Today, nearly every majority-Black haven in the city brought to the big screen, like Watts, Compton, Inglewood, and Exposition Park, looks different. These areas across South Los Angeles, which was once 80% Black and home to upwards of 75% of all the Black folks in the city, have since become more than two-thirds Latino. In all, the city’s share of Black residents has dropped from nearly 20% to less than 8%.
It wasn’t by chance, residents and researchers say. “Black People are keenly aware,” said Khansa Jones-Muhammad, an LA resident who often goes by Friday Jones. “There’s a sense of feeling that people are being moved out. Black people know when we are being abused.”
On Tuesday, the city of Los Angeles released a policy report outlining why reparations should be enacted and funded for Black Angelenos.
The report, which took roughly three years to complete and included the surveying of Black Angelenos, found a series of policy decisions — aided by the housing crash of the mid-2000s, the rising cost of living, and the war on drugs — have made life untenable for many Black residents. The report explicitly named policy decisions like redlining, building highways through Black neighborhoods, unequal placement of hospitals, a 1996 law that eliminated the city’s ability to combat discriminatory hiring practices, and several policies around policing and incarceration that specifically hurt Black Angelenos.
Read More: Why the LA City Council Scandal Is About More Than Racist Slurs
A report with specific policy recommendations is expected later this year, although the city has already compiled an analytic report on how to fund the venture. It will come a year after similar assessments were released by the city of San Francisco and a California statewide policy task force. Currently, 14 reparation-based bills born from the statewide task force sit in the California legislature.
California has put forth the nation’s strongest reparations plans, with Los Angeles and San Francisco following suit. But California is not alone in implementing policies that have stunted Black life outcomes. How it proceeds could be a model for the rest of the country.
At a reparations event earlier this month, Cheryl Tawede Grills, the director of Loyola Marymount University’s community-based Psychology Applied Research Center, posed a simple question: “Where in the U.S. are outcomes for Black residents equal to their white neighbors? Think about it.”
“The answer is nowhere,” she said.
In California, Black activists, residents, and policy advocates argue that reparations are an electoral issue that can make or break Black participation in the voting process. Yet, despite a nationwide conversation around reparations in the aftermath of 2020, they believe national leaders have abandoned the fight because they don’t see the issue as a legitimate electoral priority.
“There’s a history of reparations in the United States. It’s just Black people have been excluded from that,” explained Rashawn Ray, a reparations scholar and director of the University of Maryland’s Social Justice Alliance. “It feels like Democrats think that by focusing on reparations, it will be political suicide for the party.”
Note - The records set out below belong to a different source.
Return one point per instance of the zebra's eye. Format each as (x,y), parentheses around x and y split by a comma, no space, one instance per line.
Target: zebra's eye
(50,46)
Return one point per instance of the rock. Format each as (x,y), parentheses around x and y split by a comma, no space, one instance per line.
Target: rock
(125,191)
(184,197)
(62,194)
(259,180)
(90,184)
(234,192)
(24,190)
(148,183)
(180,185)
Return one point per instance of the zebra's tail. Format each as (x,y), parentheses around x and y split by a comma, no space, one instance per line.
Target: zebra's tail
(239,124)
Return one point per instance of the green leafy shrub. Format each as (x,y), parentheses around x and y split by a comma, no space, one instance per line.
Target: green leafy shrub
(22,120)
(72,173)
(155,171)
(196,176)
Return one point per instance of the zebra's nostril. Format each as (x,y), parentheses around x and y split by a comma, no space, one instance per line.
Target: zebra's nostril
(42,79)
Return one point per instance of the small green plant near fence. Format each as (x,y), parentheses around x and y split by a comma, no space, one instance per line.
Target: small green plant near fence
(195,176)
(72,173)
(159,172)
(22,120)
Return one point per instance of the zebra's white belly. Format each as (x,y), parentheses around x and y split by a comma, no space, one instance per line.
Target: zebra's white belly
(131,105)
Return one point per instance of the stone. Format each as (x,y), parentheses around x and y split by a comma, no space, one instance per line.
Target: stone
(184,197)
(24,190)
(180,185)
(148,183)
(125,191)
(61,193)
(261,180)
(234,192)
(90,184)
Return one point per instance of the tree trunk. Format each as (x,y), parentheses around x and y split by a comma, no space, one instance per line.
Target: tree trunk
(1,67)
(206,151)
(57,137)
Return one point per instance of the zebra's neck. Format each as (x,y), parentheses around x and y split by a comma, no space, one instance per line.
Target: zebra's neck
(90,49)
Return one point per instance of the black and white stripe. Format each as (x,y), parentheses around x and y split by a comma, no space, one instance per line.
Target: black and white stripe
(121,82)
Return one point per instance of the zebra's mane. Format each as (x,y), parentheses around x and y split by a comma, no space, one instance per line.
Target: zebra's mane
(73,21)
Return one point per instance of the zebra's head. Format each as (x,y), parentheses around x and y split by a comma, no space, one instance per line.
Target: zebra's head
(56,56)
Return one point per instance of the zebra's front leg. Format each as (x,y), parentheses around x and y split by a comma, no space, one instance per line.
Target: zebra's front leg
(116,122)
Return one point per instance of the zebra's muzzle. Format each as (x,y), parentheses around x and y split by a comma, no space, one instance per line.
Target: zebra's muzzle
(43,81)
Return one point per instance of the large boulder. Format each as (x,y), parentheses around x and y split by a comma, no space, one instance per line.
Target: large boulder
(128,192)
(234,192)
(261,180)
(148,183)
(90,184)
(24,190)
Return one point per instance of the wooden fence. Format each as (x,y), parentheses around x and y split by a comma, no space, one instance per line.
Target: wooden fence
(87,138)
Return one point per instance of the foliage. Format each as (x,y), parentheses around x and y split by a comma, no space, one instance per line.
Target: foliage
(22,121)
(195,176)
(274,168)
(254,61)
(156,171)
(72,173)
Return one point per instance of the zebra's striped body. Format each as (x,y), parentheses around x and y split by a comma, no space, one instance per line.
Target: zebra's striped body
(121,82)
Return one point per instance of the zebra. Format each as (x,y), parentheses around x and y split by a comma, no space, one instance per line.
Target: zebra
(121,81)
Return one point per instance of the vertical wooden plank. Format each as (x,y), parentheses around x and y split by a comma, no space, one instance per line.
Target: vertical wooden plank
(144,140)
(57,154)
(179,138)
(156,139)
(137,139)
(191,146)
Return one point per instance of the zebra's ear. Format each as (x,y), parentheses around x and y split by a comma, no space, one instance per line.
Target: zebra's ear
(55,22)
He noted that many past champions of Black reparations are no longer in power or alive, such as former U.S. Reps. John Conyers Jr., Karen Bass (now LA’s mayor), and Sheila Jackson Lee.
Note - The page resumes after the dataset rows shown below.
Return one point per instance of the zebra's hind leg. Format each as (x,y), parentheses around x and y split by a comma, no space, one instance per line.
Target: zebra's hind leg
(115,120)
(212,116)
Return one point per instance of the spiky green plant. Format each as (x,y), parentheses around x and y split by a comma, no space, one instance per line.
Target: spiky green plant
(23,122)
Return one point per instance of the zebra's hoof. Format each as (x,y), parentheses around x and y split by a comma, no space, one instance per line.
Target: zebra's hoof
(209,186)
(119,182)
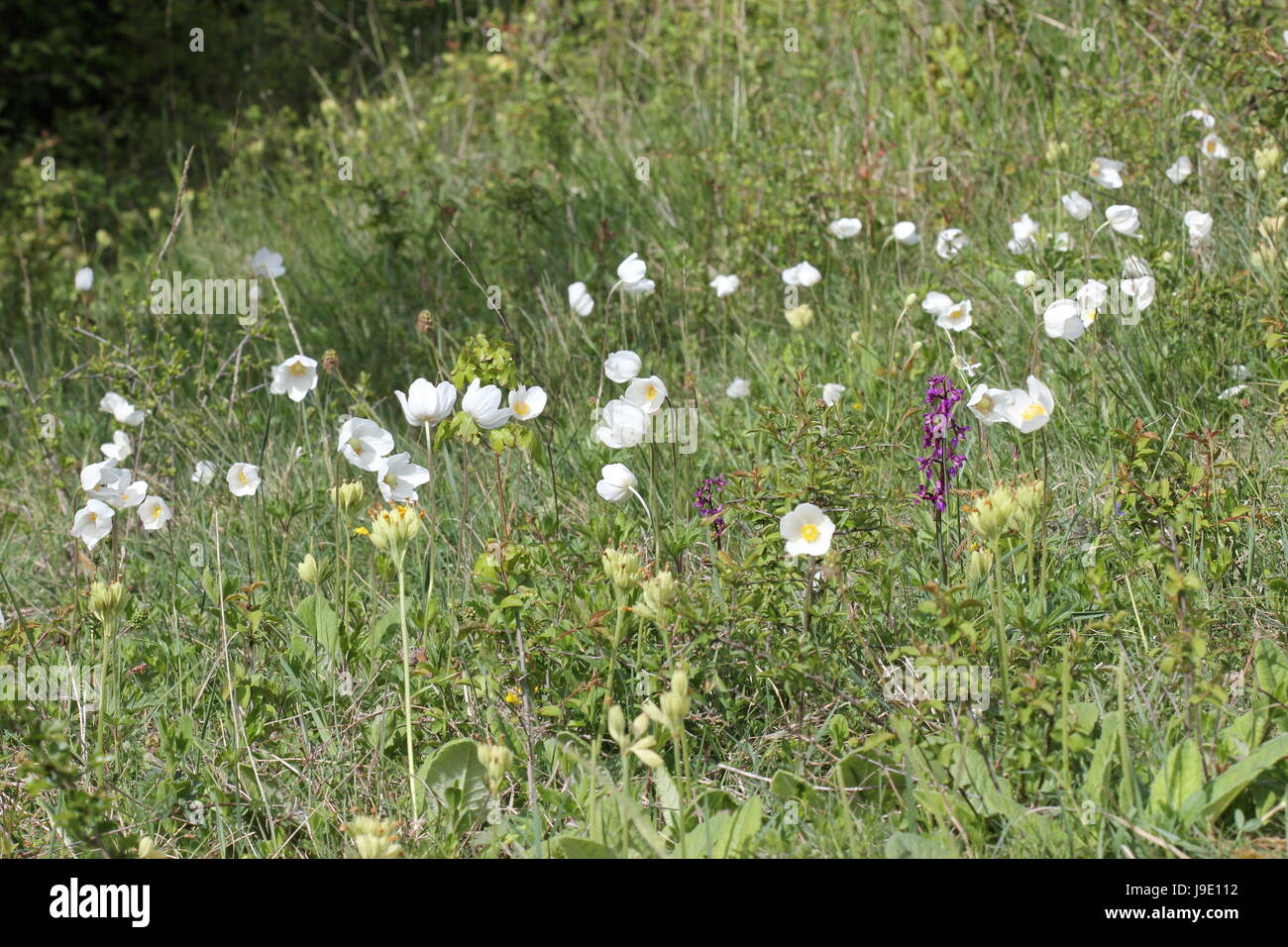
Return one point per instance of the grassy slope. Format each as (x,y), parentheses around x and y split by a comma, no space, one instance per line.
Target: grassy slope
(526,165)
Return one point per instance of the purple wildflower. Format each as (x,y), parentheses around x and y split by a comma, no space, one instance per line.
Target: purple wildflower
(707,505)
(940,434)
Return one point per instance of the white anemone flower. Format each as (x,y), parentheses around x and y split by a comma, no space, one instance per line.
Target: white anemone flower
(621,424)
(1124,219)
(425,402)
(267,263)
(647,394)
(154,513)
(527,402)
(949,243)
(1091,298)
(579,299)
(1063,320)
(121,410)
(802,274)
(1180,169)
(956,317)
(906,234)
(398,478)
(632,274)
(483,403)
(622,367)
(1024,235)
(806,530)
(725,285)
(1214,147)
(93,522)
(1107,172)
(103,474)
(204,474)
(119,449)
(616,482)
(990,403)
(243,479)
(1029,408)
(295,377)
(1076,205)
(1198,226)
(364,442)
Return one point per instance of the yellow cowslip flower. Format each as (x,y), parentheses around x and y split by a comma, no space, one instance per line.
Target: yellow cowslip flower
(393,527)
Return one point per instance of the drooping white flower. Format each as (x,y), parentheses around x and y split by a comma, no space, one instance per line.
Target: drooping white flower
(154,513)
(364,442)
(119,449)
(1212,147)
(1029,408)
(621,424)
(267,263)
(949,243)
(725,285)
(1076,205)
(1091,299)
(426,402)
(647,394)
(1134,266)
(906,234)
(1024,235)
(956,317)
(295,377)
(483,403)
(398,478)
(632,273)
(579,299)
(806,530)
(1124,219)
(120,489)
(1063,320)
(622,367)
(94,475)
(1180,169)
(1107,172)
(93,522)
(243,479)
(527,402)
(121,410)
(802,274)
(616,482)
(990,405)
(1198,226)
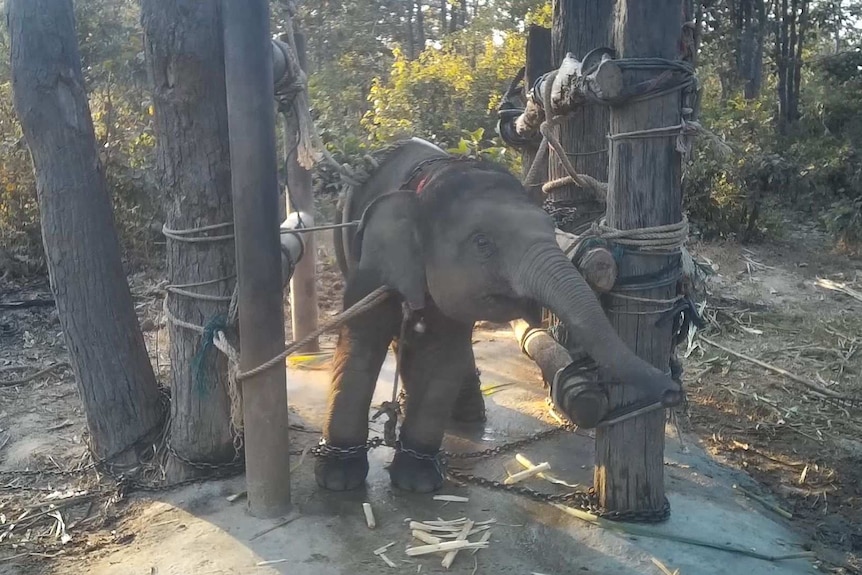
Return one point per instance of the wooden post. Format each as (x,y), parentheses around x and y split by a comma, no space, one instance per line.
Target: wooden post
(579,26)
(538,62)
(644,190)
(299,196)
(251,124)
(82,250)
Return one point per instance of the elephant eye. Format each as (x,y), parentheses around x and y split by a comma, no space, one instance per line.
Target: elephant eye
(483,243)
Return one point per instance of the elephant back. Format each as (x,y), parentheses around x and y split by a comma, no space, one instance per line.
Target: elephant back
(395,165)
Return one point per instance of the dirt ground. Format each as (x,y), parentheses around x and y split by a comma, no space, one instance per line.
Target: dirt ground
(763,302)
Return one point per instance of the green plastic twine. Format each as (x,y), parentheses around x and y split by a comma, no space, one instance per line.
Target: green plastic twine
(203,383)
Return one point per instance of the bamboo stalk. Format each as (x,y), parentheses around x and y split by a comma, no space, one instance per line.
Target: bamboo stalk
(640,531)
(462,536)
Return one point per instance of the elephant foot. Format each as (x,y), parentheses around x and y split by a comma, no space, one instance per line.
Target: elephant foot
(338,472)
(416,472)
(470,404)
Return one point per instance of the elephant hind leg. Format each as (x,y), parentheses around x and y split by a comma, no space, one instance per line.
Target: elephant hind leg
(359,355)
(470,404)
(434,371)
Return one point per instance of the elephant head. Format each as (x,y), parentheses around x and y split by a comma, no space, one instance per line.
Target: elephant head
(483,251)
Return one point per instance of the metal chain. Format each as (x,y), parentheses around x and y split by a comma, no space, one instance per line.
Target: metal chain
(584,500)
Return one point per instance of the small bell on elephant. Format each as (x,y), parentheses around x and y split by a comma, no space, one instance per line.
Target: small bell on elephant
(419,326)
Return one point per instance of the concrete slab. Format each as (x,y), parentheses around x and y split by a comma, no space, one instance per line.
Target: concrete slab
(196,531)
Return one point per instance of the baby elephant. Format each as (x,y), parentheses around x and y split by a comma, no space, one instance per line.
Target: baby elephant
(460,242)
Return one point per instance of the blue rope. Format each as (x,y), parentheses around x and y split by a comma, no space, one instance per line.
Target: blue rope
(203,384)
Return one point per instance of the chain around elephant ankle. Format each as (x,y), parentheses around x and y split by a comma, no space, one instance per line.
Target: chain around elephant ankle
(438,458)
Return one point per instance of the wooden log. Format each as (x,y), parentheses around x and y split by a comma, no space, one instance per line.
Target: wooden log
(527,473)
(369,515)
(251,126)
(299,196)
(644,190)
(82,250)
(599,269)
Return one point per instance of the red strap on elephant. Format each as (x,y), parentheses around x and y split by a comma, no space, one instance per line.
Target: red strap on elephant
(420,185)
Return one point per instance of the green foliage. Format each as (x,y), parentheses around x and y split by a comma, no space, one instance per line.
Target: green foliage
(473,145)
(115,73)
(444,91)
(377,71)
(723,194)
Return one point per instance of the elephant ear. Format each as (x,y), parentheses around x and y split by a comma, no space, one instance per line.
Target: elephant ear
(388,242)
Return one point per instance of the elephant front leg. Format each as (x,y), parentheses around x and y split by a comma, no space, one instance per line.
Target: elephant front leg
(470,404)
(359,355)
(434,374)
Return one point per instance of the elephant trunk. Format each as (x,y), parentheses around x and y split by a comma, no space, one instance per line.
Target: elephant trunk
(547,276)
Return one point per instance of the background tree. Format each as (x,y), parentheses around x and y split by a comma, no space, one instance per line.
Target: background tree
(106,347)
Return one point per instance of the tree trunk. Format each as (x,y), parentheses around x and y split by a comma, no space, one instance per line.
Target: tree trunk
(578,27)
(184,50)
(106,347)
(782,62)
(303,284)
(538,62)
(644,190)
(420,26)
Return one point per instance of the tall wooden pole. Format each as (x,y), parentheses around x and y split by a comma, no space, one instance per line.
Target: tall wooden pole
(82,250)
(644,191)
(579,26)
(299,197)
(251,124)
(184,50)
(538,62)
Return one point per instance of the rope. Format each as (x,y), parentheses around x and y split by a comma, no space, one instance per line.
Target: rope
(670,237)
(371,300)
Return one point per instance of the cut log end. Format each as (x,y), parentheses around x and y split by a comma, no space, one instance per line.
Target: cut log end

But the national movement, he said, is “here and momentum has built up.” The various examples of California-based commissions have crafted a blueprint for making the local case for reparations nationwide, he added.
In California, a statewide survey released earlier this month found that more than 90% of Black residents say a politician’s support of reparations or lack thereof will dictate their likelihood of voting for them.
Are reparations “political suicide”?
Following the murder of George Floyd, both President Joe Biden and Vice President Kamala Harris called for a federal examination of enacting Black reparations through a formal study. Yet despite this, policy around reparations has failed to advance this election season.
While a bill outlining the creation of a Black reparations commission and study has sat idle in Congress since 1989, the Biden administration failed to use executive orders to propel the movement.
Outside the Democratic National Convention last week, activists wearing bright orange shirts with the text “Reparations Now! We are far past 40 acres and a mule” called on Black Americans to withhold their vote without serious commitments from the Harris-Walz campaign. The campaign has not outlined a plan to conduct a formal study.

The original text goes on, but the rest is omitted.